For better understanding the drug release kinetic, several mathematical models were applied [21, 22]. The coefficients were determined by Solver in Microsoft Excel.

Ex vivo permeation studies

The study was performed in Franz diffusion cells and porcine skin was used as the tested barrier. The acceptor part was filled with PBS buffer with gentamicin (50 mg/ml, microbial protection). The skin (ca. 1 cm2) was placed between the donor and acceptor part. For equilibration, the cells were tempered at 32 ± 0.5 °C in a water bath for 1 h. Then, patches were pressed in the skin on the donor side and the MN patch was covered with Parafilm®. After 48 h, 300 µl of samples were taken from each cell and analysed immediately by HPLC. Then, the patch and skin were gently removed. The skin was extracted in 3 ml of the extraction medium (methanol/acetate buffer (20 mM, pH = 4) in ratio 7:3). Finally, the extracts were filtered through 0.22 μm filters and analysed by HPLC (see 2.7). Each formulation was tested in 8 skin samples.

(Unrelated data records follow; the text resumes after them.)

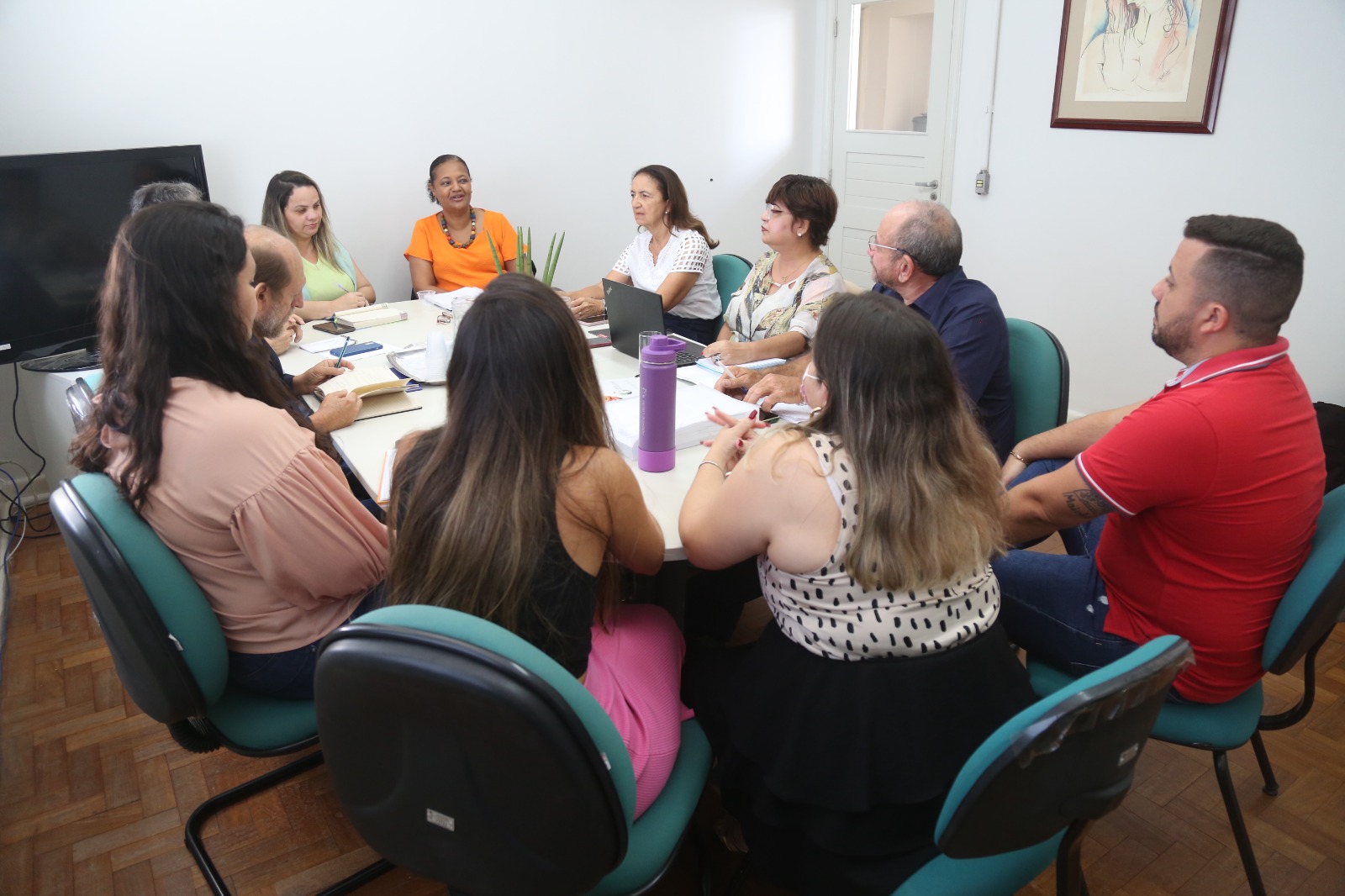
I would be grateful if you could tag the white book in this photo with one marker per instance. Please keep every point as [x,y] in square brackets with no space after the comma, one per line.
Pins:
[622,401]
[370,316]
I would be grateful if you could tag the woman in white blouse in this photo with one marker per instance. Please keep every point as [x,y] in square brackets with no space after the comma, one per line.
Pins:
[775,313]
[669,256]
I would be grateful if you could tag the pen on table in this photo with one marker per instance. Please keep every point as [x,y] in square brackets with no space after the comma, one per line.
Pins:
[345,346]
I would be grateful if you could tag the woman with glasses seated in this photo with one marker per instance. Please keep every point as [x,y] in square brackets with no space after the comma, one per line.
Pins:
[670,256]
[514,509]
[838,734]
[202,439]
[775,313]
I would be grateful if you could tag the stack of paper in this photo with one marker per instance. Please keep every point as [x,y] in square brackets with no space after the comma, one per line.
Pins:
[370,316]
[446,299]
[622,400]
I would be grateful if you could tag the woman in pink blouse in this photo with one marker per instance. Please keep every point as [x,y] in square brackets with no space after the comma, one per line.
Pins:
[198,434]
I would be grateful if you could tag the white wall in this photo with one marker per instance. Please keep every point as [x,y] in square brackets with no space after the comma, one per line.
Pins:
[1079,225]
[551,104]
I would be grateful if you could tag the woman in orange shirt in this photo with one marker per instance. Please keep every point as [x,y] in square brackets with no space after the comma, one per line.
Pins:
[450,249]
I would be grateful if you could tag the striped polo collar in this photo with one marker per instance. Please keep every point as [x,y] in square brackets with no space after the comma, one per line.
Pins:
[1230,362]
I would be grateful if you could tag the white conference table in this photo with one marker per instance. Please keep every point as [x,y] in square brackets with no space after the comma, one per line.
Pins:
[365,443]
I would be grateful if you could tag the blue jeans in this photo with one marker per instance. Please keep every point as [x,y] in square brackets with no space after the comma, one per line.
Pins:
[1055,606]
[289,674]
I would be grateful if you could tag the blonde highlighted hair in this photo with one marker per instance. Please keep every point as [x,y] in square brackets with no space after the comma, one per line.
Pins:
[927,478]
[472,501]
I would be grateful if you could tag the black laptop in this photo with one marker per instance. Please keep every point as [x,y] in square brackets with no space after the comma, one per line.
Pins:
[631,311]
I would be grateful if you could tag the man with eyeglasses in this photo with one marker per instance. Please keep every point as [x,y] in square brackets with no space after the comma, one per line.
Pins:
[916,259]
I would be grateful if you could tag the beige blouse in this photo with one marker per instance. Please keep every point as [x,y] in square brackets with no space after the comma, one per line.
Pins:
[260,517]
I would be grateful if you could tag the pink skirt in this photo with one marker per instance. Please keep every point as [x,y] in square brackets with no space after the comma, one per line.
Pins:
[636,674]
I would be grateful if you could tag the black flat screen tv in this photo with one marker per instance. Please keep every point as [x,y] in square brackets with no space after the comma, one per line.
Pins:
[58,217]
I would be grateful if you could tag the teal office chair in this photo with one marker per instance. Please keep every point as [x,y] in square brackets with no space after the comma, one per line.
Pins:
[1032,788]
[1300,627]
[730,273]
[466,755]
[1039,378]
[170,653]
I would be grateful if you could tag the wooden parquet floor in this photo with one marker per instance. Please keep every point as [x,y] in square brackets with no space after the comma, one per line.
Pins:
[94,794]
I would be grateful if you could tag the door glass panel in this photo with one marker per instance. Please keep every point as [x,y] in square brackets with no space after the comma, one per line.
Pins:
[889,74]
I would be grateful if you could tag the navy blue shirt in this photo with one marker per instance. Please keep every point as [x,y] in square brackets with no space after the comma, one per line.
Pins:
[973,327]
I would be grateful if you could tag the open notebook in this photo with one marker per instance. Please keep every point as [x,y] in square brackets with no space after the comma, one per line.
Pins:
[365,382]
[382,389]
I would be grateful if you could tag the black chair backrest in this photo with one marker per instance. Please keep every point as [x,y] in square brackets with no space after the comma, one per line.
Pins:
[462,766]
[1069,756]
[147,658]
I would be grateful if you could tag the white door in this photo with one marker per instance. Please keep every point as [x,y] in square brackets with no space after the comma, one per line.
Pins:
[894,105]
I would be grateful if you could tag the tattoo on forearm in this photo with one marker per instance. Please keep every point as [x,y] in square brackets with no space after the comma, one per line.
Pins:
[1087,503]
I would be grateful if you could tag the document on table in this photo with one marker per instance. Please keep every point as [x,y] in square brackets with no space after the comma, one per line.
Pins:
[622,401]
[322,346]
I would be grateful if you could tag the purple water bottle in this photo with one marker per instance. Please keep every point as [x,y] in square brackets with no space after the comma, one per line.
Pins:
[658,401]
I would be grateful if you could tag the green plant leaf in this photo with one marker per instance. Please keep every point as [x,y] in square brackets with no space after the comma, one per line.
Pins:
[495,255]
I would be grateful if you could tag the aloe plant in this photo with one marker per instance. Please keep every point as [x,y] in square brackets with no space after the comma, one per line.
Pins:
[524,253]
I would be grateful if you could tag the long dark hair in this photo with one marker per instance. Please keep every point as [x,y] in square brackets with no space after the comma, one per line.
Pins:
[928,481]
[679,208]
[474,498]
[168,308]
[273,205]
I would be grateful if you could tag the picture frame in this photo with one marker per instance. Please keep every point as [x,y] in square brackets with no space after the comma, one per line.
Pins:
[1143,65]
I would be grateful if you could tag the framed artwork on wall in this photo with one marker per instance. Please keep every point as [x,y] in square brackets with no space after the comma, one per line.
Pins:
[1141,65]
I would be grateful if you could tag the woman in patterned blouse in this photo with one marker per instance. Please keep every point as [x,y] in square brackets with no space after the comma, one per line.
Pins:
[775,313]
[841,730]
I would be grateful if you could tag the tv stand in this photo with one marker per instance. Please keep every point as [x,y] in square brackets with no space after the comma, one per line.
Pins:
[65,362]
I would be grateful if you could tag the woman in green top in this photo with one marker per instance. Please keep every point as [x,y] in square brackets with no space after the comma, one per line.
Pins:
[333,282]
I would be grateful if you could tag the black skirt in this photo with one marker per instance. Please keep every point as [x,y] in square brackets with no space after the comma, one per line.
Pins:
[838,770]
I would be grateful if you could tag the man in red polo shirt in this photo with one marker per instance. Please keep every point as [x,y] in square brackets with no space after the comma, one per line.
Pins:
[1192,512]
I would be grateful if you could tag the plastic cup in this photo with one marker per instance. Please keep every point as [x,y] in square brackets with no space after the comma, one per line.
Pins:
[462,304]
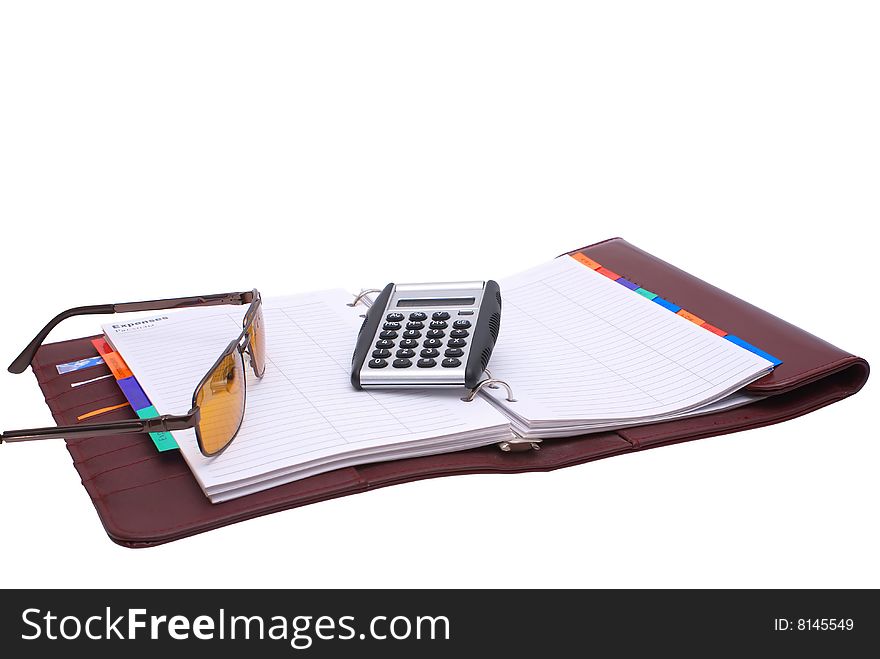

High-performance liquid chromatography (HPLC)

IMQ concentration was analysed by UV-HPLC Agilent Infinity 1220 LC system (Agilent Technologies Inc., Santa Clara, USA) using a flow rate of 1 ml/min, sample injection volume of 20 µl and detection wavelength of 242 nm. The mobile phase was acetonitrile/acetate buffer (pH = 4, 20 mM) in a 3:7 ratio (v/v). A Kinetex® column 150 × 4.6 mm, 5 μm, RP C18, 100 Å (Phenomenex, Torrance, USA) equipped with a guard column was used as the stationary phase. The retention time of IMQ was 3.0 min. Data were evaluated in Chemstation software 02.09 (18). A calibration curve was created from standards and the exact IMQ concentration was calculated. The method was previously validated in house for linearity, accuracy and precision.

Statistical analysis

Statistical analysis was performed using GraphPad Prism software (GraphPad Software, Boston, USA). The Grubbs’ test was used to identify the outlier values. Unpaired t-test was used for determination of p value with confidence level 95%. The data are presented as the mean values ± SEM of minimal three independent measurements.